結び……マルクス・エンゲルス・レーニンの意志を受け継ぐ

 不破さんとその仲間たちは、その時々の資本の行動と国家の行動を見てその時々の政策を判断することができません。だから、19世紀後半に生きたマルクスとエンゲルスが「恐慌が政治的変革の最も強力な槓杆」だというと間違いだと言い、19世紀末から20世紀前半に活躍したレーニンの見事な帝国主義の捉え方に嘲笑をあびせる。そのくせ、20世紀から21世紀にかけて活動している不破さんたちは、グローバル資本の行動に目を塞ぎ、「労賃が増加すれば経済はよくなる」などと言って、マルクスのいう「健全で『単純な』(!)常識の騎士たち」(『資本論』第2巻 大月版 P505~506)に成り下がり、「地球温暖化」が「桎梏」だなどと、訳の分からないことを言って資本主義的生産様式の持つ矛盾から労働者階級と国民の目を逸らし続けています。

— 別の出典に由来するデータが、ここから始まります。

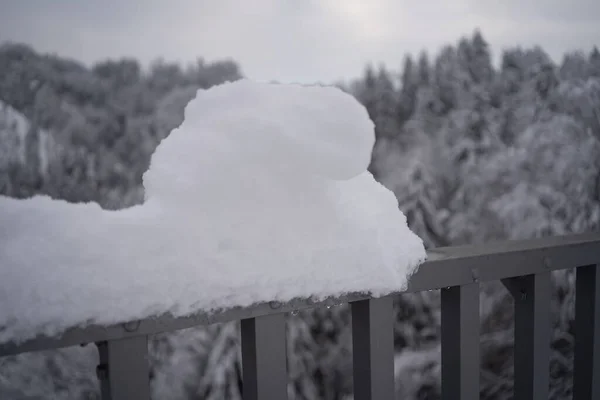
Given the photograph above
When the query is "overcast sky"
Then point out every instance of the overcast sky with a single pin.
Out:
(293, 40)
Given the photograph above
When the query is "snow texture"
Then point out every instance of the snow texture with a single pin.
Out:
(261, 194)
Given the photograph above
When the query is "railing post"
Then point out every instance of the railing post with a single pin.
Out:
(586, 379)
(264, 357)
(460, 342)
(373, 349)
(124, 372)
(532, 335)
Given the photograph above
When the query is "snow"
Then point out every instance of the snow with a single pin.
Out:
(262, 194)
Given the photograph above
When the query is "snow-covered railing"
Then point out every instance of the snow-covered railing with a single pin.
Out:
(523, 266)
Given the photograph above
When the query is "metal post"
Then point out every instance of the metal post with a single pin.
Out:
(460, 342)
(264, 357)
(373, 348)
(532, 335)
(124, 371)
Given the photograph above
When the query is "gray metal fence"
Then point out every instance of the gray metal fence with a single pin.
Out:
(523, 266)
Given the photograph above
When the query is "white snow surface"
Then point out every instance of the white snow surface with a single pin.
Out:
(262, 194)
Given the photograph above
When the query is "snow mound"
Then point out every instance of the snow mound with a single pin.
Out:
(262, 194)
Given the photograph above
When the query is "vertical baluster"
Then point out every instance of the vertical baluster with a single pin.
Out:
(264, 360)
(124, 371)
(532, 335)
(586, 379)
(373, 348)
(460, 342)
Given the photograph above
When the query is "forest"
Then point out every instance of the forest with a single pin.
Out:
(474, 152)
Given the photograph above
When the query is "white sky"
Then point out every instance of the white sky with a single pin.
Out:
(293, 40)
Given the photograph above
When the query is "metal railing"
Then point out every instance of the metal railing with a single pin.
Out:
(523, 266)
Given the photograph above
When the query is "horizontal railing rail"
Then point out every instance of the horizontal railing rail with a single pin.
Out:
(522, 266)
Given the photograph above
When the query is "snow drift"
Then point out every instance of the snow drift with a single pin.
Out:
(261, 194)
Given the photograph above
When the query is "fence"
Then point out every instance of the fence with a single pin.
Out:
(523, 266)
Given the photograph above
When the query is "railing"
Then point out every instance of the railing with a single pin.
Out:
(523, 266)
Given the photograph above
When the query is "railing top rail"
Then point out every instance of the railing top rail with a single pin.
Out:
(445, 267)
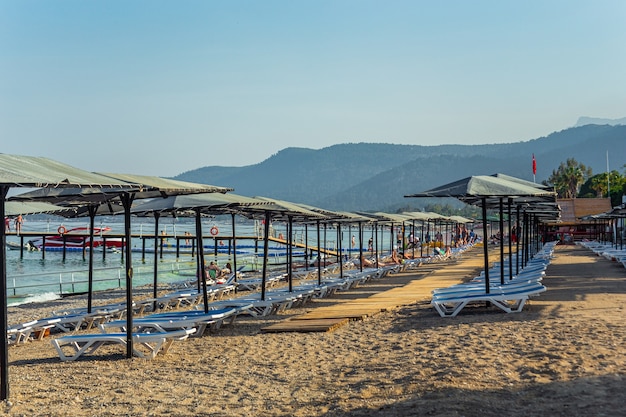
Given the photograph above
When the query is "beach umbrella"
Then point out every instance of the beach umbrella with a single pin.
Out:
(18, 171)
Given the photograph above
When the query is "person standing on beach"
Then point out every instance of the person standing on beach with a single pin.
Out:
(18, 224)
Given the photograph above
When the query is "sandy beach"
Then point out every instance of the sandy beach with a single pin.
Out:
(565, 354)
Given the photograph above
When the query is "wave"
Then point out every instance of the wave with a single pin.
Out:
(33, 298)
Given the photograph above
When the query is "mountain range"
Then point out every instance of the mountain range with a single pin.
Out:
(377, 176)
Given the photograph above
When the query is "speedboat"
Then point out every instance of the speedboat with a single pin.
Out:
(76, 239)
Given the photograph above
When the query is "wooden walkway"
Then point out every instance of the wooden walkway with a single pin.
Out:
(391, 292)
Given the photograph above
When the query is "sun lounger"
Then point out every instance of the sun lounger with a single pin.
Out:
(145, 345)
(164, 322)
(510, 299)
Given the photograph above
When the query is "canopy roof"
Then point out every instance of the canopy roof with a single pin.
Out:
(144, 187)
(13, 208)
(34, 172)
(214, 203)
(284, 210)
(476, 189)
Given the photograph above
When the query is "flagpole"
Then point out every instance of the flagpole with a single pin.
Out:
(608, 183)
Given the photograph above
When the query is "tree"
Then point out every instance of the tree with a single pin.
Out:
(568, 178)
(596, 186)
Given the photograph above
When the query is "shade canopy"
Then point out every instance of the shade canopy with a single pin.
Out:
(213, 203)
(35, 172)
(489, 189)
(14, 208)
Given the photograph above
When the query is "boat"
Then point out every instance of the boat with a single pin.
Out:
(17, 246)
(77, 239)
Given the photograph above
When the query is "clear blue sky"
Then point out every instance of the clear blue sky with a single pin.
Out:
(162, 87)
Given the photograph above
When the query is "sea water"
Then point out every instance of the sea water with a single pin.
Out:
(34, 276)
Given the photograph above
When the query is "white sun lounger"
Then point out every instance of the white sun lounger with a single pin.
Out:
(145, 345)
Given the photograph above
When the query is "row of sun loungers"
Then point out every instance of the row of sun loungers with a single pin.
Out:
(607, 250)
(161, 322)
(510, 296)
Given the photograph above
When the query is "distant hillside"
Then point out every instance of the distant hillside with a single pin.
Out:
(582, 121)
(366, 176)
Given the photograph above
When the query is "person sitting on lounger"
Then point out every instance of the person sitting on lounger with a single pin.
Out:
(367, 263)
(213, 270)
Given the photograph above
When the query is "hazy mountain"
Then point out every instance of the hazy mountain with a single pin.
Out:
(376, 176)
(582, 121)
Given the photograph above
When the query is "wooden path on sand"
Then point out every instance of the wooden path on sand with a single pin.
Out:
(391, 292)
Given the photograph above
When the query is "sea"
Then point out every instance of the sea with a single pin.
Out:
(35, 276)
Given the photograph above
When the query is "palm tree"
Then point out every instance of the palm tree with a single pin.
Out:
(568, 178)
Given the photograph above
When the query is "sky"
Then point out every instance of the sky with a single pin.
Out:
(157, 87)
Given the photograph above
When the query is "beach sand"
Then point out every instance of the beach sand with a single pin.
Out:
(564, 355)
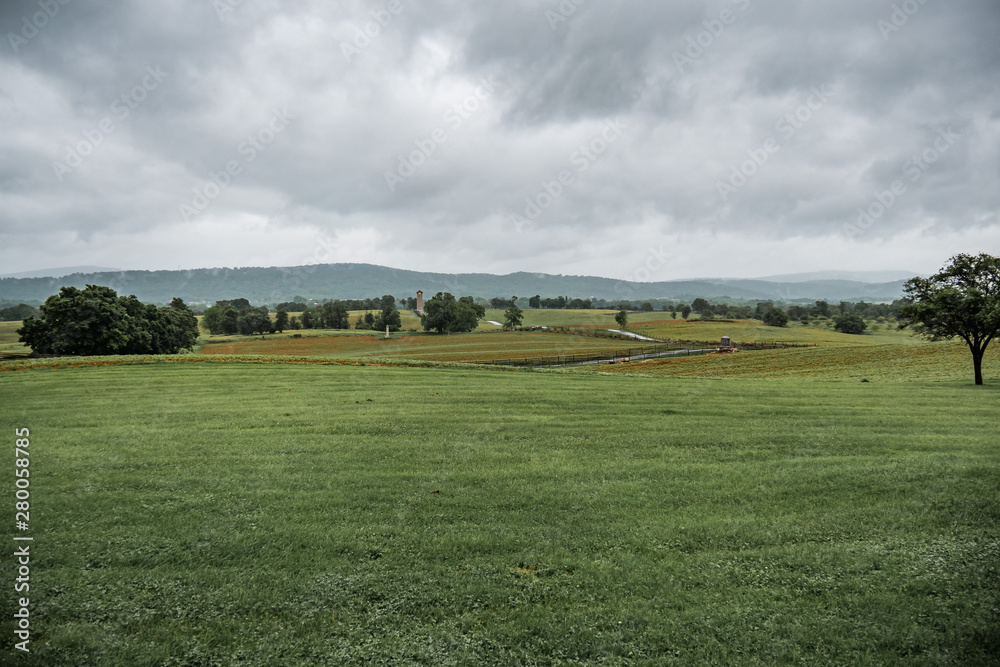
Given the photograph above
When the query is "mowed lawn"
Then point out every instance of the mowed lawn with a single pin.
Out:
(299, 515)
(456, 347)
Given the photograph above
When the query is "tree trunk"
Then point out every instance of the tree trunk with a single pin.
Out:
(977, 364)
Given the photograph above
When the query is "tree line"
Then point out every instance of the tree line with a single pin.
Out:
(96, 321)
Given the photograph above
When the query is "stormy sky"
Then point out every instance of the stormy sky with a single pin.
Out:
(633, 140)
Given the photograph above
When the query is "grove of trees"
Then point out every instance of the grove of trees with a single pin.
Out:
(445, 314)
(96, 321)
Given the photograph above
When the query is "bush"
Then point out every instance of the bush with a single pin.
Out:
(851, 324)
(775, 317)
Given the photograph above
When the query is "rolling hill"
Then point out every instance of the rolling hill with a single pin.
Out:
(341, 281)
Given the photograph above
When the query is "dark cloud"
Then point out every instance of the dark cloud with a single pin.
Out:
(428, 135)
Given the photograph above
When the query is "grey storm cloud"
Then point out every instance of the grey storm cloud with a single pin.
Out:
(443, 135)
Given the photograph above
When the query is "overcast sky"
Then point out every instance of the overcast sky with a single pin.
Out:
(640, 140)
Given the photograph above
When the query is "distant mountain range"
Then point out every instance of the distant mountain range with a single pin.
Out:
(345, 281)
(58, 273)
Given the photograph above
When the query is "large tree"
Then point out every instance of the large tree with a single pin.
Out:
(513, 318)
(95, 320)
(962, 301)
(444, 314)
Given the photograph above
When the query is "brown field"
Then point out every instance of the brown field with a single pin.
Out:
(945, 361)
(456, 347)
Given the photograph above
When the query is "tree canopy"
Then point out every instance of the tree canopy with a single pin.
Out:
(960, 301)
(849, 324)
(774, 317)
(96, 321)
(513, 317)
(444, 314)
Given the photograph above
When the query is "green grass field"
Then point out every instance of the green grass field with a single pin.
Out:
(245, 514)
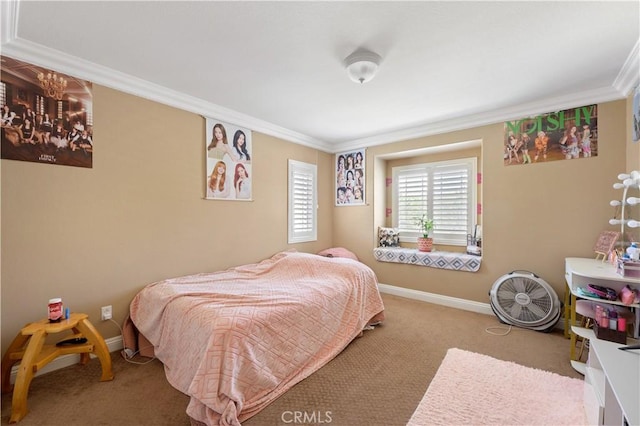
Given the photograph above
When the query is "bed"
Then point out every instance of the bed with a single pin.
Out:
(236, 340)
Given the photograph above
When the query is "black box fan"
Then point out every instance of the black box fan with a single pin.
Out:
(523, 299)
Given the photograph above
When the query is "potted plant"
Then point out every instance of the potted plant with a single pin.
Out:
(425, 243)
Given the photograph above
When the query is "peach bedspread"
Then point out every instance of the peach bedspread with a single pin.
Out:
(235, 340)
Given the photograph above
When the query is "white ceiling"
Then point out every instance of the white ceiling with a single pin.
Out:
(277, 67)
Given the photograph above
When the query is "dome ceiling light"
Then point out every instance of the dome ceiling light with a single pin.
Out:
(362, 65)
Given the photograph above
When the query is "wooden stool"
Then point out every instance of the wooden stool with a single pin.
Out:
(29, 349)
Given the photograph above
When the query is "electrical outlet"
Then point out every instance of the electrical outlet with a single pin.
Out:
(106, 313)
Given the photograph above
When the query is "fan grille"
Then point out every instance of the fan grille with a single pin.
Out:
(525, 301)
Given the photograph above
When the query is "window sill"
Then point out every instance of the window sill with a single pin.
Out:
(434, 259)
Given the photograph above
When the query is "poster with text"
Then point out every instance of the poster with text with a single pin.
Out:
(350, 178)
(562, 135)
(229, 157)
(635, 119)
(47, 117)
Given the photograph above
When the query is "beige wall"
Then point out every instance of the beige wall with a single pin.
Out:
(96, 236)
(633, 148)
(533, 217)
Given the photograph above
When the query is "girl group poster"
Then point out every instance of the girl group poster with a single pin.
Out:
(350, 178)
(562, 135)
(228, 154)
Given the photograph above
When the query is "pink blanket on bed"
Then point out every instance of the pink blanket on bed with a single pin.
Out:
(235, 340)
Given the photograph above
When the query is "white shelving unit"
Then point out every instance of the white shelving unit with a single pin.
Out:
(612, 381)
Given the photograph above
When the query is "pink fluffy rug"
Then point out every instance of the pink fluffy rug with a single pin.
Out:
(475, 389)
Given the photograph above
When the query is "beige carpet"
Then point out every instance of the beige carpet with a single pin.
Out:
(475, 389)
(379, 379)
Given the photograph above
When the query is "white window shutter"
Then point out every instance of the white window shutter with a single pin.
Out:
(445, 191)
(303, 201)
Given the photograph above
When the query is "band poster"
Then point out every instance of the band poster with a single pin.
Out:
(46, 116)
(563, 135)
(350, 178)
(635, 119)
(228, 154)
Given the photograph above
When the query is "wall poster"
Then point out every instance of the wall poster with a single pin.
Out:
(228, 154)
(350, 178)
(562, 135)
(635, 120)
(46, 116)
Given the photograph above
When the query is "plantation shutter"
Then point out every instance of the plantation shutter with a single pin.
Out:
(413, 197)
(444, 191)
(302, 202)
(451, 201)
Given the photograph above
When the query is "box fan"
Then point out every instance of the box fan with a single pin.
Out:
(523, 299)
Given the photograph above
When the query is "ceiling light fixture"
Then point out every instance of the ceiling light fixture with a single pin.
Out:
(362, 65)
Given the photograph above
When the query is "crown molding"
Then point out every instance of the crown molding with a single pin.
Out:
(604, 94)
(629, 76)
(37, 54)
(9, 20)
(27, 51)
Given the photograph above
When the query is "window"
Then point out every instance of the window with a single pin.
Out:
(303, 201)
(445, 191)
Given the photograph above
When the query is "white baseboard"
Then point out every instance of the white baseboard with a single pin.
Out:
(438, 299)
(113, 344)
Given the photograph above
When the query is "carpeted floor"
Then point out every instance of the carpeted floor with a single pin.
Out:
(379, 379)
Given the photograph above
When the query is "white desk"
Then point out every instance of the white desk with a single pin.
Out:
(582, 271)
(612, 382)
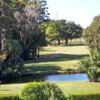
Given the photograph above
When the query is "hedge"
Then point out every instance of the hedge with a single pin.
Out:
(71, 97)
(84, 97)
(9, 97)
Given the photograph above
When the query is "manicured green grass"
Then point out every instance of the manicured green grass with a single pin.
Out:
(57, 58)
(66, 87)
(79, 87)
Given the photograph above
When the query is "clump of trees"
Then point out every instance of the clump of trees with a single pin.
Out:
(91, 65)
(20, 34)
(62, 30)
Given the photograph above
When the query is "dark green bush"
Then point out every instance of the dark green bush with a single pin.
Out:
(41, 91)
(85, 97)
(9, 97)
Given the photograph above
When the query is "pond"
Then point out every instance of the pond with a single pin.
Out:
(51, 78)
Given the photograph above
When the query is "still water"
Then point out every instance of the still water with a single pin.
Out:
(50, 78)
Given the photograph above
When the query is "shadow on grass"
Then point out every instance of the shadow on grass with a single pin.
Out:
(57, 58)
(80, 44)
(42, 68)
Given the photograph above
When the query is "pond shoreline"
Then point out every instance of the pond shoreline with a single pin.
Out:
(51, 73)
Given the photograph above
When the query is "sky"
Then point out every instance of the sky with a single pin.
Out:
(80, 11)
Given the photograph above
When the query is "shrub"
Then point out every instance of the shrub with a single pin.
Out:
(9, 97)
(44, 91)
(85, 97)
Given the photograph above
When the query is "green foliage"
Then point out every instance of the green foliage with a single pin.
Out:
(85, 97)
(92, 34)
(11, 63)
(46, 91)
(9, 97)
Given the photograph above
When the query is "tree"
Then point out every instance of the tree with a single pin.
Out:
(92, 37)
(28, 20)
(19, 17)
(71, 31)
(52, 32)
(92, 34)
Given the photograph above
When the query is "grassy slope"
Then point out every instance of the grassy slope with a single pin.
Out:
(59, 58)
(67, 88)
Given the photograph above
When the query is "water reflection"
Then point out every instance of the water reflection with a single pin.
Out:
(67, 77)
(53, 78)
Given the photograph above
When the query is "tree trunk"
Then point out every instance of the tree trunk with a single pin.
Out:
(66, 41)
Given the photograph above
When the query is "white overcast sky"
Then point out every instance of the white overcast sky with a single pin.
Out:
(80, 11)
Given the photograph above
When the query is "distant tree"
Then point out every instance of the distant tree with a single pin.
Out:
(92, 34)
(52, 32)
(71, 31)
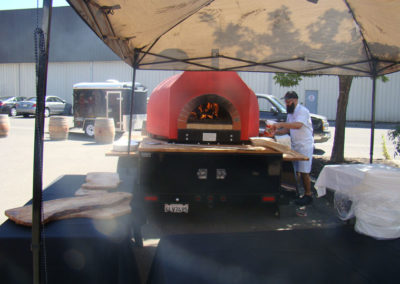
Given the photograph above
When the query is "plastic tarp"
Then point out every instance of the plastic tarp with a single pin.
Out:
(371, 193)
(351, 37)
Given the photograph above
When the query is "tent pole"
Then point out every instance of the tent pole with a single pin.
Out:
(371, 151)
(135, 63)
(41, 83)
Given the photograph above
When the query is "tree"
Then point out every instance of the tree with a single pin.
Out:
(337, 155)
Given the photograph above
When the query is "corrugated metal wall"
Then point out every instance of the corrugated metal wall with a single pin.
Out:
(19, 80)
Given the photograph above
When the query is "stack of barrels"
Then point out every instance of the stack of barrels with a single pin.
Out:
(104, 130)
(58, 128)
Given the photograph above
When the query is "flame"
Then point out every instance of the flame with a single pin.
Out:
(206, 111)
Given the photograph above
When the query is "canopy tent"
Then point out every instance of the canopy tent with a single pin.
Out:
(336, 37)
(348, 37)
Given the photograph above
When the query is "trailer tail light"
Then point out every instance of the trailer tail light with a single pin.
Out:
(151, 198)
(268, 199)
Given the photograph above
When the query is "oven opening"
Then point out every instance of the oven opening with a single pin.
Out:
(210, 112)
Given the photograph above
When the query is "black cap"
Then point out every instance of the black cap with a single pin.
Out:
(291, 95)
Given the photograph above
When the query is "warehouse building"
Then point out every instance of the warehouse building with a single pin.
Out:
(77, 55)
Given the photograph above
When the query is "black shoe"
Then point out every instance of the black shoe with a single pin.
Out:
(305, 200)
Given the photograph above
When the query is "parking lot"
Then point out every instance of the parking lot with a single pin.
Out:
(80, 155)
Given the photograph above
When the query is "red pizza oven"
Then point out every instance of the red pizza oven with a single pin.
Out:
(203, 107)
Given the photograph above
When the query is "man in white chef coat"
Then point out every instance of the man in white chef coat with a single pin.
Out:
(298, 124)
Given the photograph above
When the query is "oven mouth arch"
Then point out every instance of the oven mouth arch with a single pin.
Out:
(227, 113)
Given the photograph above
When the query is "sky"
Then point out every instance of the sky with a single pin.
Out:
(27, 4)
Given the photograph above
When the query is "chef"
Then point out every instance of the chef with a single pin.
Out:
(298, 124)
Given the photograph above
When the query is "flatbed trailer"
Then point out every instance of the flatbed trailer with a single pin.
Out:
(178, 177)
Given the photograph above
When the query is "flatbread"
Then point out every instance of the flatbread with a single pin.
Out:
(102, 206)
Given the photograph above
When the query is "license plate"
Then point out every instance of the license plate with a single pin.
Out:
(176, 208)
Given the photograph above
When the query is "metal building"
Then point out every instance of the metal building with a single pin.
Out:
(77, 55)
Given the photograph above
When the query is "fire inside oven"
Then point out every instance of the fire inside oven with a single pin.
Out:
(209, 112)
(208, 121)
(207, 107)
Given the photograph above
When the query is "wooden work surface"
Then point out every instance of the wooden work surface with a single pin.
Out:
(258, 146)
(153, 145)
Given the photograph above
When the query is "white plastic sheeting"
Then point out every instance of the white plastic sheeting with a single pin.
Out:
(371, 193)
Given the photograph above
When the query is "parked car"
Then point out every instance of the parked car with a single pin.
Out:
(272, 109)
(7, 105)
(54, 105)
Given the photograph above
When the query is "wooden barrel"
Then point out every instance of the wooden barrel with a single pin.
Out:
(58, 128)
(104, 130)
(4, 125)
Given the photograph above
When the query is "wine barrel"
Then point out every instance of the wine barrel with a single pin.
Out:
(58, 128)
(104, 130)
(4, 125)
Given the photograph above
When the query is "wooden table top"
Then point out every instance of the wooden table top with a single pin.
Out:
(258, 146)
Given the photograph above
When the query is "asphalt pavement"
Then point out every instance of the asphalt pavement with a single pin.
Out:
(80, 155)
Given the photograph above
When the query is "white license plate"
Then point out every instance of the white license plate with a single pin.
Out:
(176, 208)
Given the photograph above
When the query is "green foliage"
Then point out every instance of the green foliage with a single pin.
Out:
(383, 78)
(394, 136)
(384, 149)
(287, 79)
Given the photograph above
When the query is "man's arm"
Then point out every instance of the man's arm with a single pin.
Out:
(288, 125)
(281, 128)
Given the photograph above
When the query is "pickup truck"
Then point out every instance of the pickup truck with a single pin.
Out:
(272, 109)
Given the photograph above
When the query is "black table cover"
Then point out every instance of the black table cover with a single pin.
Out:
(80, 250)
(335, 255)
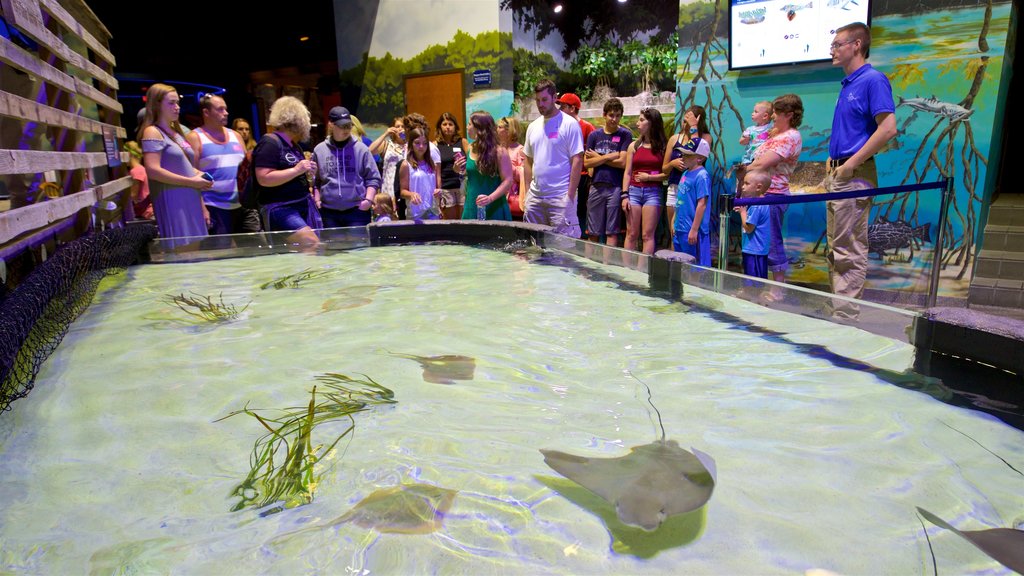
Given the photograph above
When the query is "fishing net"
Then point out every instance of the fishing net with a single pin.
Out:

 先進資本主義国では、1960年代末から70年代初めに、資本主義的生産関係が社会的生産力のさらなる飛躍的発展の「桎梏」となったことが、ますます明らかになります。70年代に入り、いわゆる資本主義の「黄金時代」は終わり、成長は減速し始めます。しかし、そうした中で、労働側の攻勢は続き、賃金水準の上昇、賃金格差の縮小、労働時間の短縮、労働者の法的保護の拡大、労働組合の強化が図られ、その結果、労働者階級の力は増して行きます。並行して、ソ連等の「計画経済」(それは民主主義と科学を欠いた出来損ないの「計画経済」であったが。)が存在し、資本主義経済の減速がつづく中で、強化された労働側の力を背景に、──経済運営の優先順位の民主的決定と企業経営への積極的な労働者参加をともなえば、計画経済は、現存の資本主義はもとより、「現存の社会主義」よりうまく機能するはずである──との考えに基づき、イギリス、スウェーデン、ドイツ、フランス等で企業の国営化や企業経営への労働者の関与を大きくする動きが力を増し、強まりました。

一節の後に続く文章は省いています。